Strange. Make sure you haven't changed the CPU configuration. In the MHS file, for mb_low and mb_high you should see the following parameters:
... PARAMETER C_USE_DCACHE = 1 PARAMETER C_USE_ICACHE = 0 ... PARAMETER C_DCACHE_BASEADDR = 0x80000000 PARAMETER C_DCACHE_HIGHADDR = 0xffffffff PARAMETER C_DCACHE_ALWAYS_USED = 1 ...
This indicates that each CPU will use the M_AXI_DC port for accesses with addresses in the range 0x8000_0000 - 0xFFFF_FFFF (and all other accesses will use the M_AXI_DP port).
What was the exact reason that you tied the uart to a dips?
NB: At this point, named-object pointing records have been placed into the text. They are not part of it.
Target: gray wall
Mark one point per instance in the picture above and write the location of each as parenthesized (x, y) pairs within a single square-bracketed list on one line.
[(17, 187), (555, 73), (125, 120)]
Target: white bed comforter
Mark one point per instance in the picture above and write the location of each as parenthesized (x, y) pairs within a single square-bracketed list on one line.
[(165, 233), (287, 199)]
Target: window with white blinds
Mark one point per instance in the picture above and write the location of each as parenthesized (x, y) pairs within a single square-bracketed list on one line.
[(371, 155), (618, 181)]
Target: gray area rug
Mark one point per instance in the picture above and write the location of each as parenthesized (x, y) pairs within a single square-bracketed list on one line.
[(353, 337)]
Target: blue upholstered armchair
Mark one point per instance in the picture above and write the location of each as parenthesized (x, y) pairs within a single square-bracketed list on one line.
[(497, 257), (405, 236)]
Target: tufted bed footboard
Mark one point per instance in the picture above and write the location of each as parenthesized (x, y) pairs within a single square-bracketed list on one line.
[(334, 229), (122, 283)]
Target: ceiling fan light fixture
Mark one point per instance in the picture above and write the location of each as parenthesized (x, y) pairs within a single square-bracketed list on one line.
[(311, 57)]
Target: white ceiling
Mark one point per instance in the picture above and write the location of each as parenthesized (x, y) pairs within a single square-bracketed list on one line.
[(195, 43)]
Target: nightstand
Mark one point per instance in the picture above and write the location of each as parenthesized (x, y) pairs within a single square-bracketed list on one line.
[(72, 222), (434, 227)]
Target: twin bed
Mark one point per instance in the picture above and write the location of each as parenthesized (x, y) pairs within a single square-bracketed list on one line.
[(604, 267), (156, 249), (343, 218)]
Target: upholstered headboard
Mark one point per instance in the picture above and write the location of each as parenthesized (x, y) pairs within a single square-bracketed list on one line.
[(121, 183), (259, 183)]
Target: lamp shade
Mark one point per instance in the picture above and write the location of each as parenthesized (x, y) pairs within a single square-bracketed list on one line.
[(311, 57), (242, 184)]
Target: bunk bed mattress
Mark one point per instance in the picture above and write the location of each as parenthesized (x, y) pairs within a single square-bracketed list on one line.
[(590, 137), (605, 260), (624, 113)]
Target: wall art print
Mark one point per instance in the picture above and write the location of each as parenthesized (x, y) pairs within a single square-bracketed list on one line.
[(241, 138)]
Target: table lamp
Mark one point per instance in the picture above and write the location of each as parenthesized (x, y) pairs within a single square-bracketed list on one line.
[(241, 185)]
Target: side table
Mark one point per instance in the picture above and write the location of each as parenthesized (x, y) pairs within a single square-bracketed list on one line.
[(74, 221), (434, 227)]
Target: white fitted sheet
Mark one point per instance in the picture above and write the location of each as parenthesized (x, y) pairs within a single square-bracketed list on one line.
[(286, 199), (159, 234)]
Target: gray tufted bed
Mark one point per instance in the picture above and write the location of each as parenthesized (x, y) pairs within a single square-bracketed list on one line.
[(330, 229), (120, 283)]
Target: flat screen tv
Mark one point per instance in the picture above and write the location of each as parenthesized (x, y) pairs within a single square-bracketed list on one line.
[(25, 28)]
There is only one USB/UART output. However, there are two CPUs that can print debug / status messages. Therefore, we wanted an easy way to toggle between the CPUs that was easily configurable. A dip switch seemed like a logical choice since it was easy to physically look at the node and determine what messages were being printed and change those messages during execution that did not affect any run-time code.
On a side note/question: one of the purposes of the core is to replace the UART dipswitch determination with a register based determination. In general this approach works, however I noticed a considerable amount of strange outputs on the terminal (especially shortly after boot a lot of the chars go missing, but no "wrong" symbols). I have the impression, that there is no consistent signal driven out of the core while booting up the node.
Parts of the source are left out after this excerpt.